Music is in every part of me. I hear cadences as I write, the way keys change, and music grows softer or is suddenly louder. I think like that. When I began to write a great deal, I stopped singing professionally and I missed that world so much. I was able to come back into it in the book and find it in a deeper way. There are certain things people do in life which have physically specific feelings—throwing a baseball, baking, many things. I know what it feels like to sing difficult arias, how you breathe, what you do with your abdominal muscles and so on. Singers sometimes feel so emotionally at one with the music, it’s as if they are creating it note by note on the spot. When Aloysia sings Mozart’s difficult song at first sight, she wonders if it is her music or his. I was happy to be able to include that scene.
You depict the cities and opera houses with such vivid detail. Did you travel to Austria to write the book? How much of the book and its setting comes from your own experiences?
Historical novels for me are an interesting mixture of my own experiences and history. I have a scene where Mozart walks across the floor to the piano to play for the Elector at Mannheim and what the room feels like and what he feels from the audience. I sang so much that I know what it feels like when they announce you and you walk on and hear your footsteps. Yes, I traveled to Austria. I have stood in the cathedral (Stephansdom) in Vienna where Mozart was married, and years ago I visited that gorgeous little jewel box of a theater in Munich where he conducted his opera Idomeneo. I also read a lot of history and studied paintings and historical maps of the time. When I wasn’t in Europe, I would call up my stepmother in Switzerland and say, “What side of the street is this on?” And she would tell me and then call me back and tell me something else. She is a great Mozart lover.
All four of your novels are works of historical fiction. What is it about this genre that fascinates you as a writer?
I have had an almost mystical connection with history and certain time periods since I was very young. I feel in a way I belong in those times and places. When I first started writing, I was very shy; I felt I could dare to express certain things only if they were set in another time. But I also have this odd connection . . . I look at an old door in a museum, perhaps cracked and from a fifteenth-century monastery, and start to think, “Who went through that door and what were they feeling?” And before you know it, I am standing there staring, hearing conversations and situations about people who are angry, or in love, walking through that door for many reasons. I remember wandering around the old city of London absolutely in a dream, not seeing the tall financial buildings, but the half-timbered houses of the time of Shakespeare. I stood so mesmerized on one street corner that some kind gentleman stopped and asked me, “Are you lost?
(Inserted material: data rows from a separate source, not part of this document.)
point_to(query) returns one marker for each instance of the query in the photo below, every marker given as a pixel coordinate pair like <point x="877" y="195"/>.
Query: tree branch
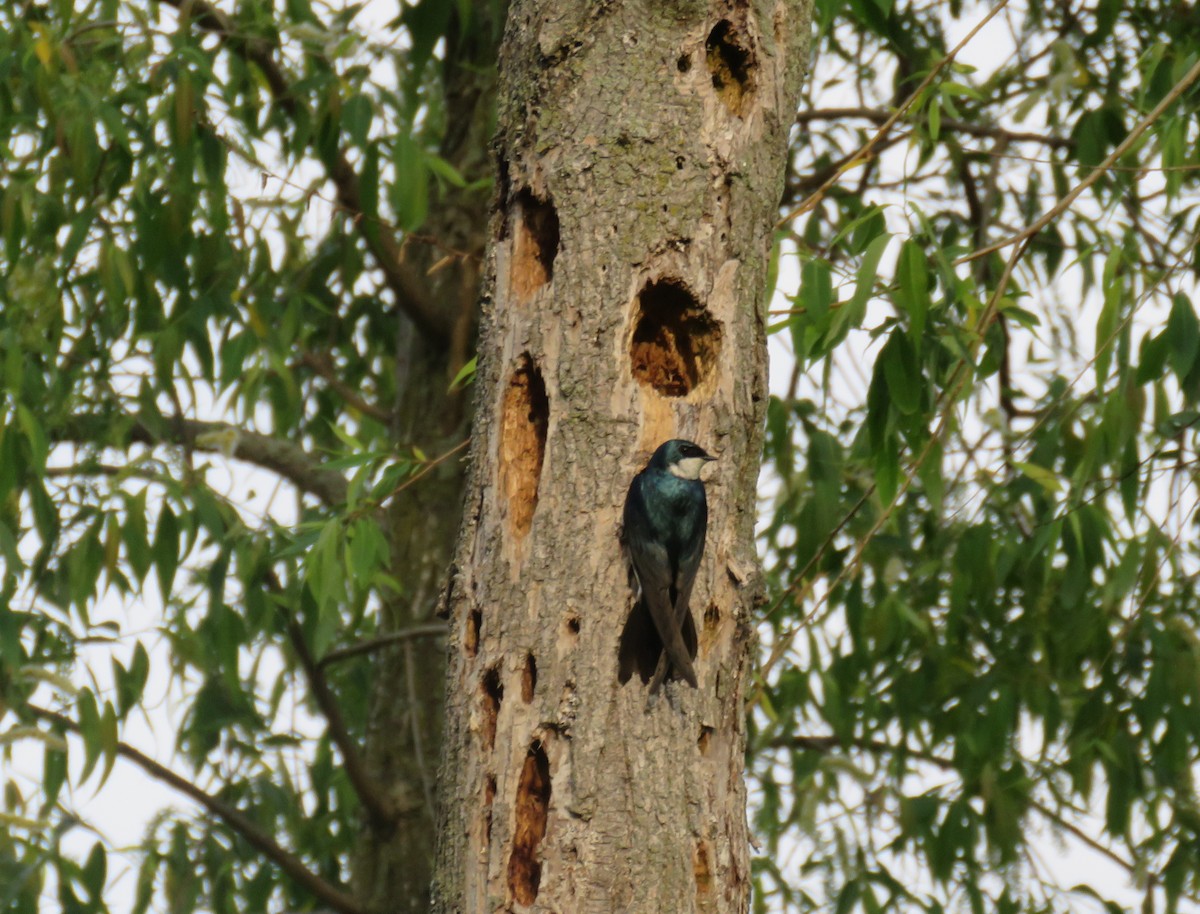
<point x="321" y="365"/>
<point x="331" y="895"/>
<point x="381" y="810"/>
<point x="286" y="458"/>
<point x="400" y="277"/>
<point x="828" y="744"/>
<point x="430" y="630"/>
<point x="877" y="115"/>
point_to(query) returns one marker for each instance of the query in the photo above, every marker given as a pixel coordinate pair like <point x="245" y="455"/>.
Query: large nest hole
<point x="534" y="244"/>
<point x="532" y="810"/>
<point x="676" y="342"/>
<point x="523" y="422"/>
<point x="731" y="62"/>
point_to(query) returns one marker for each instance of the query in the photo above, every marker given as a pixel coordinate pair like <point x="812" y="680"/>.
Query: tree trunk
<point x="394" y="866"/>
<point x="641" y="150"/>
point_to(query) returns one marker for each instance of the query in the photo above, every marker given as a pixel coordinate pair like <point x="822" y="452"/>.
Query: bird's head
<point x="681" y="458"/>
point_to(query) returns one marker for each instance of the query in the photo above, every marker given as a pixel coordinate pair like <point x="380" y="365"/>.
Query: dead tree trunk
<point x="642" y="152"/>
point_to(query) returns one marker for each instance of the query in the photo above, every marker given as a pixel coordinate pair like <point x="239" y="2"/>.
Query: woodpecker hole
<point x="731" y="62"/>
<point x="528" y="679"/>
<point x="471" y="639"/>
<point x="532" y="809"/>
<point x="676" y="342"/>
<point x="489" y="798"/>
<point x="534" y="244"/>
<point x="492" y="696"/>
<point x="702" y="870"/>
<point x="523" y="421"/>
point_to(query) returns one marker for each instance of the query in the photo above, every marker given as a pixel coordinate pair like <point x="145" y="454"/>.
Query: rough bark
<point x="641" y="149"/>
<point x="394" y="865"/>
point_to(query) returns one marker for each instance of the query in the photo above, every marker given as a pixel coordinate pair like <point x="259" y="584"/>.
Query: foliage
<point x="191" y="227"/>
<point x="983" y="607"/>
<point x="982" y="619"/>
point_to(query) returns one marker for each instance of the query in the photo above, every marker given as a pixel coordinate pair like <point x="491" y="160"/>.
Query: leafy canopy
<point x="982" y="620"/>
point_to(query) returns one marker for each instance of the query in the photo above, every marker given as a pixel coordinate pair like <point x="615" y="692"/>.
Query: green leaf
<point x="166" y="549"/>
<point x="906" y="384"/>
<point x="1183" y="332"/>
<point x="411" y="190"/>
<point x="816" y="290"/>
<point x="357" y="114"/>
<point x="912" y="292"/>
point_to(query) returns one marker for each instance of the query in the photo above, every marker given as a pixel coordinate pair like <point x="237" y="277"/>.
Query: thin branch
<point x="879" y="115"/>
<point x="331" y="895"/>
<point x="286" y="458"/>
<point x="321" y="364"/>
<point x="427" y="467"/>
<point x="828" y="744"/>
<point x="1101" y="169"/>
<point x="401" y="278"/>
<point x="381" y="810"/>
<point x="430" y="630"/>
<point x="868" y="149"/>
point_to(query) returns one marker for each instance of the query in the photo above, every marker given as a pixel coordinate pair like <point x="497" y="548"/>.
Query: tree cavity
<point x="523" y="422"/>
<point x="676" y="342"/>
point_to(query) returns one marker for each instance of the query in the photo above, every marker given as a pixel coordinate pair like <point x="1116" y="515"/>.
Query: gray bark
<point x="642" y="152"/>
<point x="394" y="865"/>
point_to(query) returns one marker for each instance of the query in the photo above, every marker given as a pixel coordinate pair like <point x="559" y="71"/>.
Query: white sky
<point x="130" y="799"/>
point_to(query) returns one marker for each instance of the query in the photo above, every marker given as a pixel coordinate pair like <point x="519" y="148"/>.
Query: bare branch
<point x="877" y="115"/>
<point x="286" y="458"/>
<point x="381" y="810"/>
<point x="321" y="364"/>
<point x="828" y="744"/>
<point x="331" y="895"/>
<point x="430" y="630"/>
<point x="401" y="278"/>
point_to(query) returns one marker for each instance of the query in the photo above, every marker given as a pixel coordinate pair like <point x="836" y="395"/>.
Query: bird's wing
<point x="652" y="565"/>
<point x="685" y="577"/>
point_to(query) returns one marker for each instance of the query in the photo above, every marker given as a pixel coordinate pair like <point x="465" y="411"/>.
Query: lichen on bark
<point x="577" y="794"/>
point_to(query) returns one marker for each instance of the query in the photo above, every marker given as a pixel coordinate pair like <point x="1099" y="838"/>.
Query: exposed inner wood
<point x="526" y="415"/>
<point x="532" y="807"/>
<point x="676" y="343"/>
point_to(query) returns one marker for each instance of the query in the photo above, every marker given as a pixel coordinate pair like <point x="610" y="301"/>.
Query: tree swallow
<point x="665" y="522"/>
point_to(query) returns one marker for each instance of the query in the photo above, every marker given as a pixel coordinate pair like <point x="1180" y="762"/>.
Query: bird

Can I help you?” People are always asking me that. I’m not lost . . . I’m just someplace else. It just happens. And it’s very powerful. I’m not quite here anymore . . . I’m there.
What authors or books inspire you?
I love so many authors and books, it’s so hard to say. Each one gives me something else. I love Shakespeare and his sense of drama and his humanity. It would take me pages and pages to list all the books I love and why. I know Jane Austen had a definite influence on Marrying Mozart though I don’t believe I have ever been influenced by her before.
What are you writing next?
I am finishing a novel about a young artist’s model in France 1865 who fell in love with the twenty-five-year-old Claude Monet and in a complicated way, also with Monet’s best friend Frédéric. It’s sort of a love triangle, but more about finding where you belong in life and in art. It’s about friendship. There are so many books I want to write! And in each, the people will be as real to me as my friends and family, which is why I am so eager to write about them and share them.